Buono il sonoro, anche se il doppiaggio migliore è sicuramente quello in lingua russa: quello inglese presenta accenti in simil russo forzatissimi che risultano spesso involontariamente comici e quello italiano non è in questo caso molto superiore. La lingua originale sottotitolata è la vostra opzione migliore se volete farvi catturare al 100% dal gioco.
Accettabile la longevità, con una campagna completabile in circa sette ore se non ci si preoccupa dell’approccio stealth o dell’esplorazione. Le ore possono facilmente divenire una decina tuttavia, specialmente se si è perfezionisti desiderosi di trovare tutte le note del diario di Artyom, o di ottenere gli achievements legati agli attacchi non letali e allo stealth. 
Recensione Videogioco METRO: LAST LIGHT scritta da PREGIANZA Metro: Last Light riesce a catturare alla perfezione l'atmosfera dei libri di Glukhovsky e propone una delle ambientazioni post apocalittiche più curate e coinvolgenti mai viste.

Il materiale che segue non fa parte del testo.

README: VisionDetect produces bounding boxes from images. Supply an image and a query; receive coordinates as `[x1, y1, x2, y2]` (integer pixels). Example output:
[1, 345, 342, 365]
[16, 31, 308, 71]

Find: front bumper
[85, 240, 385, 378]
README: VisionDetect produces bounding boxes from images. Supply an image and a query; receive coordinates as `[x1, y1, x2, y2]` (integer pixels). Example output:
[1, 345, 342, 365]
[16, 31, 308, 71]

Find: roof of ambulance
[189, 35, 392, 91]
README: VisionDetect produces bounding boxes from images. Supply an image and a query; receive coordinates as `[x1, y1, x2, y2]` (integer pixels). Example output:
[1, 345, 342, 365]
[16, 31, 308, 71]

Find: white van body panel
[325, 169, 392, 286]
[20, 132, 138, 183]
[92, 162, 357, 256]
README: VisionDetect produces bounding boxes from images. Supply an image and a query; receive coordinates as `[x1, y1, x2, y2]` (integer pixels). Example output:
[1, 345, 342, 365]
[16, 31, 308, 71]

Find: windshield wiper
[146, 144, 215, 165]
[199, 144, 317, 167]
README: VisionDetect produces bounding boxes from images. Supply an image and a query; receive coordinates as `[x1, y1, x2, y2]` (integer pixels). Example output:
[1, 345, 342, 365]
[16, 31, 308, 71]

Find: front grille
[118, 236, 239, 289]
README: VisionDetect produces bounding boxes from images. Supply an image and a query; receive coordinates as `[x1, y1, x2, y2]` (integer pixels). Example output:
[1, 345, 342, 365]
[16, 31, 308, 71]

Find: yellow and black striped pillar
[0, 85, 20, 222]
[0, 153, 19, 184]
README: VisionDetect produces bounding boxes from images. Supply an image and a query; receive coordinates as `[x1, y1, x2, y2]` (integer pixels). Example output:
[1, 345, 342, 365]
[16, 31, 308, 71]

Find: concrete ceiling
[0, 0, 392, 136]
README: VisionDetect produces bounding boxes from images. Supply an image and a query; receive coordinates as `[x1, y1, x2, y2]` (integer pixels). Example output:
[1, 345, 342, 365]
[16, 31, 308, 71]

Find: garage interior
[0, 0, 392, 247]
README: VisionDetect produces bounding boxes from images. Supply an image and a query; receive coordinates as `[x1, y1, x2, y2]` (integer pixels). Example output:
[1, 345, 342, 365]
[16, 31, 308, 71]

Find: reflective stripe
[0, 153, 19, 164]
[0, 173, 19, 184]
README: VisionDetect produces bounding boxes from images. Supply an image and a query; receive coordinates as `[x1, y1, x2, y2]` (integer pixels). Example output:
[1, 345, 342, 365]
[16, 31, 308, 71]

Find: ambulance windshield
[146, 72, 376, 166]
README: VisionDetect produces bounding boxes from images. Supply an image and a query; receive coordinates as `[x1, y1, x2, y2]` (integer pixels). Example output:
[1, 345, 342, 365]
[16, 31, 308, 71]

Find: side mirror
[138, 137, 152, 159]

Peccato che gli sviluppatori non abbiano dedicato la stessa cura nel miglioramento delle caratteristiche che rendevano unico il gameplay del gioco, mettendo in secondo piano quegli elementi survival che nel predecessore contribuivano non poco ad aumentare la tensione durante i livelli, almeno in difficoltà normal. Avremmo voluto più coraggio da parte dei 4A Games, ma quello che hanno creato è comunque un seguito più che degno e consigliato a tutti gli amanti degli FPS.